If you think I'm replying your post for a few miserable points, you are wrong.

I think you posted this thread to make somebody write down the "Update" script for you.

My responses only tried to be a guideline for you... I hoped you be able to write down your script by yourself.

Re: Script needed to handle numbers with wildcards

Damian, I'm sorry if I've hurt you by that comment.
May be I was telling people, I'm honest in awarding
points, rather like some people get their solution
from the forum and never even think about saying
thanks!!!. I'm really sorry for that and will
take care next time.

Sorry Procura, the perl flavor, I'm having here on
my HP-UX 11.00 box doesn't work for all your scripts.
My version of perl is:
----------------------------------------------
# what /usr/contrib/bin/perl
/usr/contrib/bin/perl:
mathd_atan.s $Revision: 1.18 $
mathd_cossin.s $Revision: 1.19 $
mathd_log.s $Revision: 1.23 $
cd_error.c $Revision: 1.33 $
9.X nsswitch patch Rev B
----------------------------------------------
Ramkumar, U R right; I'm new to scripting. I can say
I'm improving, since I've registered to this forum.
Well, pals thanks for all your replies. I almost
got the workable solution here. Thanks a lot for
all your time.
Ramkumar Devanathan
Honored Contributor

Re: Script needed to handle numbers with wildcards

hi Ravi,

Install perl from this location - it says install for free....

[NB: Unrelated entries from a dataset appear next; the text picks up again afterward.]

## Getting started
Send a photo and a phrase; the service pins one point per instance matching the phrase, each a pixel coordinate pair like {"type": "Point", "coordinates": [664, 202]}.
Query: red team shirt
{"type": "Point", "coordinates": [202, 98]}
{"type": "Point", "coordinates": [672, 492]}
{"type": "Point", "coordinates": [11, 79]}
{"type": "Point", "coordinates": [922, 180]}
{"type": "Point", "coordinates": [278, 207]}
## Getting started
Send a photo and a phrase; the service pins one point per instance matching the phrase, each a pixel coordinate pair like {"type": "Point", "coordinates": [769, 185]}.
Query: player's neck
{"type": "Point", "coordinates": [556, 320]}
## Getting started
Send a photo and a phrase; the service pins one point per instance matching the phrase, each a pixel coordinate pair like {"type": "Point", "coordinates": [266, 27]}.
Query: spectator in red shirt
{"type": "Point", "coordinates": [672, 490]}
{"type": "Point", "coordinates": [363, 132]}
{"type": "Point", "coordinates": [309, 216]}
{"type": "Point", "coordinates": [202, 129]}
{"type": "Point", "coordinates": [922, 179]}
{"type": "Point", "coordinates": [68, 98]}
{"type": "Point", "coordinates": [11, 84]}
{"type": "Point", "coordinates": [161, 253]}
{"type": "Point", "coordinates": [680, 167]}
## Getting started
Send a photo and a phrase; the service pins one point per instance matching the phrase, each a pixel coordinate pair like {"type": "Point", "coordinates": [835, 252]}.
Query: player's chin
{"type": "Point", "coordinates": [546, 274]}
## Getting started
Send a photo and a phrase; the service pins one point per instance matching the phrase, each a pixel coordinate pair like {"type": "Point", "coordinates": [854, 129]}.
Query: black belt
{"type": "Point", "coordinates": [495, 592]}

http://www.software.hp.com/cgi-bin/swdepot_parser.cgi/cgi/displayProductInfo.pl?productNumber=PERL&oper=install

don't use the perl in /usr/contrib/bin/perl - that's as you found out, an old version. wonder why at all they ship it.

- ramd.
HPE Software Rocks!
H.Merijn Brand (procura
Honored Contributor

Re: Script needed to handle numbers with wildcards

precompiled perl is available from many places for 11.00 and 11i. I've got perl 5.8.0 ports for 10.20 and 11.00 on http://www.cmve.net/~merijn or https://www.beepz.com/personal/merijn, but the worldwide HP porting centers (http://hpux.connect.org.uk/hppd/hpux/Languages/perl-5.8.0/) also do a good job. Main difference between the ports are the location of installation (/opt/perl vs. /usr/local) and the modules that come with the shipment.

/usr/contrib/bin is perl version 4 and that is soooo historical that it is not worth any trouble. *Any* perl example given in this forum, not only from me, is bound to fail in perl4. Install perl5 and enjoy it's rich set of features.

Enjoy, have FUN! H.Merijn
Enjoy, Have FUN! H.Merijn